Des macarons et des carrés de soie
Quand il présente son travail plastique en 1995 à Flammarion, des monotypes en peinture sur papier, il est loin de penser que l’affaire est gagnée. Une image est choisie et achetée par l’éditeur, elle fera la couverture du livre de Michel Houellebecq Rester vivant. Il réalisera par la suite de nombreuses couvertures, pour Italo Calvino, Tahar Ben Jelloun, Michel Houellebecq. Quant à ses collaborations avec la presse, elles sont nombreuses et variées : Le 1, Libération, le Monde, Télérama, le Washington Post, The New York Times, la Stampa…
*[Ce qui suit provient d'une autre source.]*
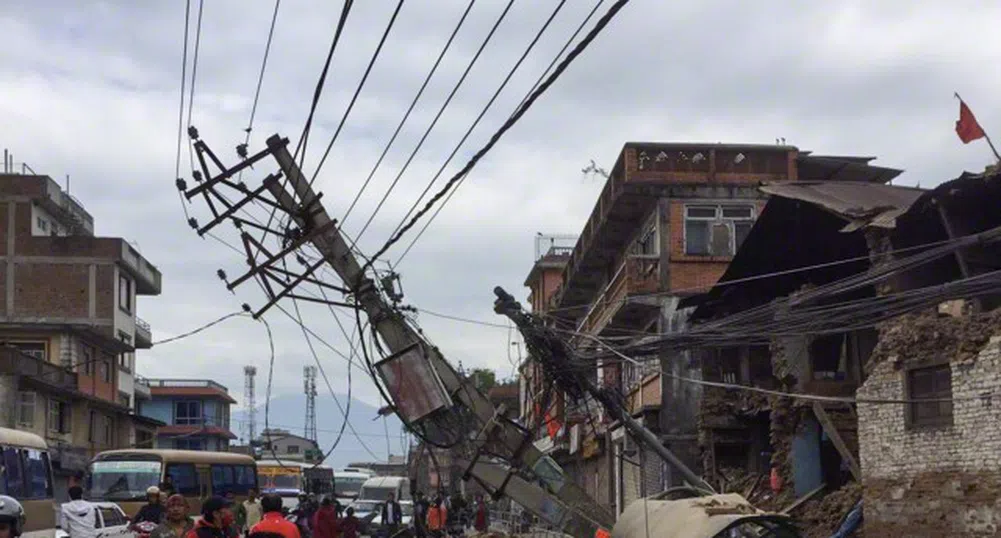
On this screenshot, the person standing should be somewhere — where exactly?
[312,497,338,538]
[380,491,403,536]
[185,496,233,538]
[60,486,97,538]
[0,495,25,538]
[149,495,194,538]
[236,489,264,534]
[472,495,489,532]
[427,494,448,538]
[247,495,300,538]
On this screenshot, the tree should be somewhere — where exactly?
[469,368,497,393]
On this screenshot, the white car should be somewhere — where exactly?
[55,502,135,538]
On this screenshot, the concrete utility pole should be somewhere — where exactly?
[178,129,615,537]
[243,366,257,445]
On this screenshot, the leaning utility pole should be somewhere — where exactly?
[178,128,615,536]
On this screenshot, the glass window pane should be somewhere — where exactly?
[686,205,716,218]
[685,220,709,255]
[723,205,753,218]
[167,464,200,495]
[3,447,26,499]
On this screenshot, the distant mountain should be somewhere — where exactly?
[230,394,406,468]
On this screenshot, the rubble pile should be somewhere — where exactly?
[793,482,862,538]
[866,309,1001,372]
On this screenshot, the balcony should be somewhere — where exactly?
[135,317,153,350]
[0,347,76,391]
[578,254,662,334]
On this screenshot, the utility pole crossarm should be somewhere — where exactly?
[258,135,615,536]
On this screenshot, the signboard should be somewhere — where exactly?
[375,344,451,422]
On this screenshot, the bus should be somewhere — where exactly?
[333,468,375,500]
[87,449,258,517]
[0,428,56,538]
[257,460,334,510]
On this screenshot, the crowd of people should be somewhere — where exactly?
[47,482,489,538]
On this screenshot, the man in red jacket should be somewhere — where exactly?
[312,497,338,538]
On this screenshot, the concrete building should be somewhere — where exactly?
[692,166,1001,537]
[258,428,323,462]
[0,173,160,495]
[139,379,236,452]
[523,142,900,513]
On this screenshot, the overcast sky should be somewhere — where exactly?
[0,0,1001,423]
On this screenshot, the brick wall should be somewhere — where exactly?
[858,337,1001,537]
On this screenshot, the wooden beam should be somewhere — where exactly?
[813,402,862,482]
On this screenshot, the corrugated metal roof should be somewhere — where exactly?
[761,181,926,231]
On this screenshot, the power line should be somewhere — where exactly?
[366,0,630,265]
[174,0,191,221]
[340,0,476,226]
[396,0,605,265]
[393,0,567,243]
[240,0,281,144]
[351,0,515,247]
[309,0,403,186]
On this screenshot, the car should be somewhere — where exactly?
[55,502,135,538]
[367,501,413,538]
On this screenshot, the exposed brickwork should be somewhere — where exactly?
[858,328,1001,537]
[94,265,118,319]
[14,263,89,318]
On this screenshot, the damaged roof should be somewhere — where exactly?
[761,181,926,231]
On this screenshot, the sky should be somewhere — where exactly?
[0,0,1001,428]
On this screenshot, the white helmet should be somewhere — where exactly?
[0,495,24,537]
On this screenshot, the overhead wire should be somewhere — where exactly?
[384,0,567,247]
[351,0,515,247]
[309,0,404,186]
[340,0,476,226]
[362,0,630,268]
[396,0,605,265]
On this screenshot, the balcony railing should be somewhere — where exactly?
[0,347,77,391]
[578,254,661,333]
[146,379,229,394]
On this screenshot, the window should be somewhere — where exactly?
[101,417,115,447]
[174,401,203,425]
[81,346,95,377]
[17,391,35,428]
[23,450,52,499]
[48,399,71,434]
[174,437,205,450]
[3,447,27,499]
[87,411,98,443]
[167,460,200,496]
[685,205,754,256]
[4,342,48,361]
[118,274,132,314]
[212,465,234,496]
[907,365,952,428]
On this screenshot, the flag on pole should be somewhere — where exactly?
[956,99,986,144]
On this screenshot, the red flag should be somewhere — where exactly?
[956,99,985,144]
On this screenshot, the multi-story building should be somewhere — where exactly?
[0,173,160,495]
[523,142,900,513]
[257,428,323,462]
[139,379,236,452]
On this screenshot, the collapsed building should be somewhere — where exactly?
[681,173,1001,536]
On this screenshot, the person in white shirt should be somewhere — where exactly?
[60,486,97,538]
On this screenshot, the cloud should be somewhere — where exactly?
[0,0,1001,422]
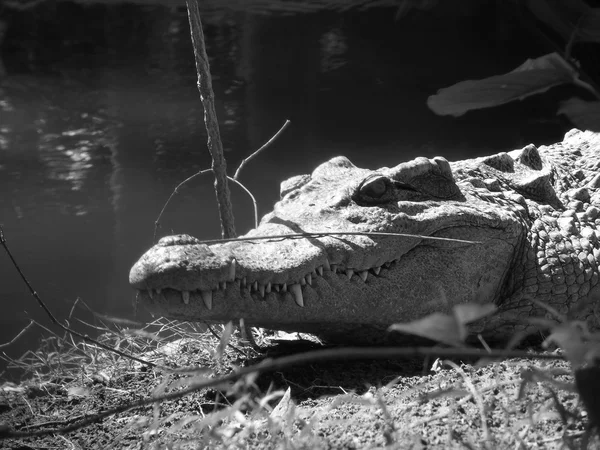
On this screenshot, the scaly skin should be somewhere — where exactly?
[130,130,600,343]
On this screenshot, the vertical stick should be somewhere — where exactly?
[186,0,236,238]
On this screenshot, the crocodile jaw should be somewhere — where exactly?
[131,221,519,342]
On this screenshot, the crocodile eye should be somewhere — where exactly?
[360,177,388,198]
[352,174,394,206]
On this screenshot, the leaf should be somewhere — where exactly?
[427,53,577,117]
[269,387,294,418]
[575,366,600,428]
[389,303,496,347]
[527,0,600,42]
[389,313,466,347]
[557,97,600,132]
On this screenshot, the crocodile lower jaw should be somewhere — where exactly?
[137,260,396,310]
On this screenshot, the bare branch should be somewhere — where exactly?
[0,225,157,367]
[233,120,291,181]
[186,0,236,238]
[0,347,564,440]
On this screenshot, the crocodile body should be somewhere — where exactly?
[130,130,600,343]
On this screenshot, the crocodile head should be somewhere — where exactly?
[130,157,524,342]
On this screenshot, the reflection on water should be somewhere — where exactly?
[0,3,565,370]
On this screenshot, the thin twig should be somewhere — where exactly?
[186,0,236,238]
[444,360,491,442]
[233,120,291,180]
[227,177,258,228]
[0,225,157,367]
[199,231,483,244]
[0,319,35,348]
[152,169,212,244]
[152,169,258,244]
[0,347,564,440]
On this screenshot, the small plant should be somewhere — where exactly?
[427,0,600,131]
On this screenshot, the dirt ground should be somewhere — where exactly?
[0,330,600,449]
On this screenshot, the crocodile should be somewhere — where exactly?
[129,130,600,343]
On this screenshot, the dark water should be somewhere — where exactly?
[0,3,569,370]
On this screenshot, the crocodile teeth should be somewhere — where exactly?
[200,290,212,309]
[290,284,304,308]
[229,258,237,281]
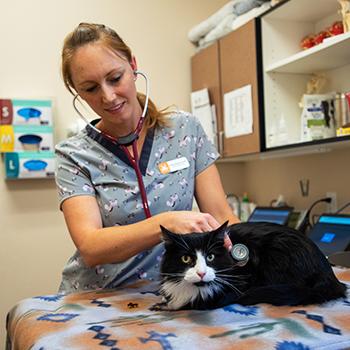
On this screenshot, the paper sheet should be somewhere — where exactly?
[191,89,217,145]
[224,85,253,138]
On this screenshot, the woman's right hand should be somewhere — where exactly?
[157,211,220,234]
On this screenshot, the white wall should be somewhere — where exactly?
[0,0,226,347]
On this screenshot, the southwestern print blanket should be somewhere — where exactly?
[7,269,350,350]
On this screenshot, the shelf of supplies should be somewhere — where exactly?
[265,32,350,74]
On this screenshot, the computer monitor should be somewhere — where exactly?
[308,214,350,256]
[248,207,293,225]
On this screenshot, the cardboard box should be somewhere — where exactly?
[0,99,52,125]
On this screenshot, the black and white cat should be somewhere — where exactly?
[152,223,346,310]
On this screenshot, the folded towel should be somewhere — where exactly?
[188,0,270,46]
[197,2,271,52]
[233,0,270,16]
[188,0,235,43]
[198,13,237,48]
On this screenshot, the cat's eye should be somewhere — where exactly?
[181,255,192,264]
[207,254,215,262]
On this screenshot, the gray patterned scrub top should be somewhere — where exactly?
[56,111,218,293]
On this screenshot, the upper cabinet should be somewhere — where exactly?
[261,0,350,150]
[192,0,350,160]
[219,19,261,157]
[191,19,261,157]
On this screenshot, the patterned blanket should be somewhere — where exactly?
[7,269,350,350]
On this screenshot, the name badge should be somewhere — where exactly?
[158,157,190,174]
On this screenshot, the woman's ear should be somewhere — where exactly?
[130,56,137,72]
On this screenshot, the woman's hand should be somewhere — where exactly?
[158,211,220,234]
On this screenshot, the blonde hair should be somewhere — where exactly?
[62,23,170,128]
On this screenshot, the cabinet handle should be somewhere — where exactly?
[218,131,225,156]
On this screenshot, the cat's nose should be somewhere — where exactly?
[197,272,205,279]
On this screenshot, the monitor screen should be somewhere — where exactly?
[248,207,293,225]
[309,214,350,256]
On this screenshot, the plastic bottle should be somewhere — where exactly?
[240,192,250,222]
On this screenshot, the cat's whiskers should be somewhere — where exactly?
[215,277,243,295]
[160,272,185,277]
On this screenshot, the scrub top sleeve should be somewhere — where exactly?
[193,117,220,176]
[55,149,95,208]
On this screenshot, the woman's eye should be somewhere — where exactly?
[207,254,215,262]
[181,255,192,264]
[110,75,122,84]
[85,86,96,92]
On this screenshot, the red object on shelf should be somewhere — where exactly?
[328,21,344,36]
[314,30,330,45]
[300,35,315,50]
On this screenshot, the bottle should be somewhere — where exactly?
[240,192,250,222]
[277,113,289,146]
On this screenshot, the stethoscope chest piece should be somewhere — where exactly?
[230,243,249,266]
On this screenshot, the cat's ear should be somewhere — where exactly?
[160,225,175,243]
[213,220,228,240]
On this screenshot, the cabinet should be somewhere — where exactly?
[191,19,261,157]
[261,0,350,151]
[191,0,350,160]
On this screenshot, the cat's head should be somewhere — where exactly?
[161,222,238,308]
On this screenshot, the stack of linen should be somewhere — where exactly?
[188,0,275,50]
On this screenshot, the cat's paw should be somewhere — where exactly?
[149,302,170,311]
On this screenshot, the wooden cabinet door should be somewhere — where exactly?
[219,19,260,157]
[191,41,223,142]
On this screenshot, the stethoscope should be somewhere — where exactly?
[73,70,152,218]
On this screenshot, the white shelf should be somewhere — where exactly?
[218,137,350,163]
[265,32,350,74]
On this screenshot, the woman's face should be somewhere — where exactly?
[70,43,142,137]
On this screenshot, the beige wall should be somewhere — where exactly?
[0,0,226,348]
[218,147,350,213]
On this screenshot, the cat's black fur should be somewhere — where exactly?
[153,223,346,310]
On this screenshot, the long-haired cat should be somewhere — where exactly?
[152,223,346,310]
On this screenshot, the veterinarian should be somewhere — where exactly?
[56,23,238,292]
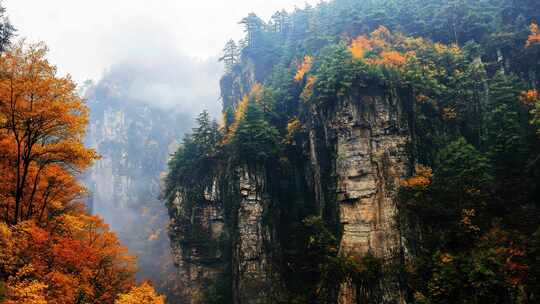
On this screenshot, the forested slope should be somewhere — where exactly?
[166,0,540,303]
En fin d’année dernière, on a pu découvrir à l’occasion de Noël, la touche de Gianpaolo Pagni dans un univers qu’il n’avait jamais encore exploré : la pâtisserie. Et pas avec n’importe qui ! Pierre Hermé, élu meilleur pâtissier du monde en 2016, dont la réputation a fait le tour du globe, le contacte et ils se lancent dans un projet commun. Il imagine, entre autres, de superbes boîtes, véritables écrins pour accueillir les collections de fameux macarons. « J’ai abordé la création comme à mon habitude, en réfléchissant à mes compositions, aux formes. Je suis convaincu que la géométrie est très importante en pâtisserie. On retrouve des arrondis, des sphères, des cônes, des parallélépipèdes. Preuve en est, la mappemonde et la bûche en demi-sphère qui, outre le goût, rejoignent par le visuel le monde des arts. »
Pour l’Epiphanie, Gianpaolo Pagni poursuit sa collaboration avec le pâtissier en réalisant un trio de fèves que gourmets et gourmands ont pu apprécier et collectionner. Touche-à-tout, l’artiste a réalisé pour Hermès, la grande maison de luxe, des carrés de soie en édition limitée. Aujourd’hui, quand on l’interroge pour savoir quel territoire il aimerait explorer, il annonce, après réflexion, la céramique. « J’aimerais l’essayer, mais d’une façon non conventionnelle. Mais pour cela, il faut connaître les techniques. » On peut lui faire confiance.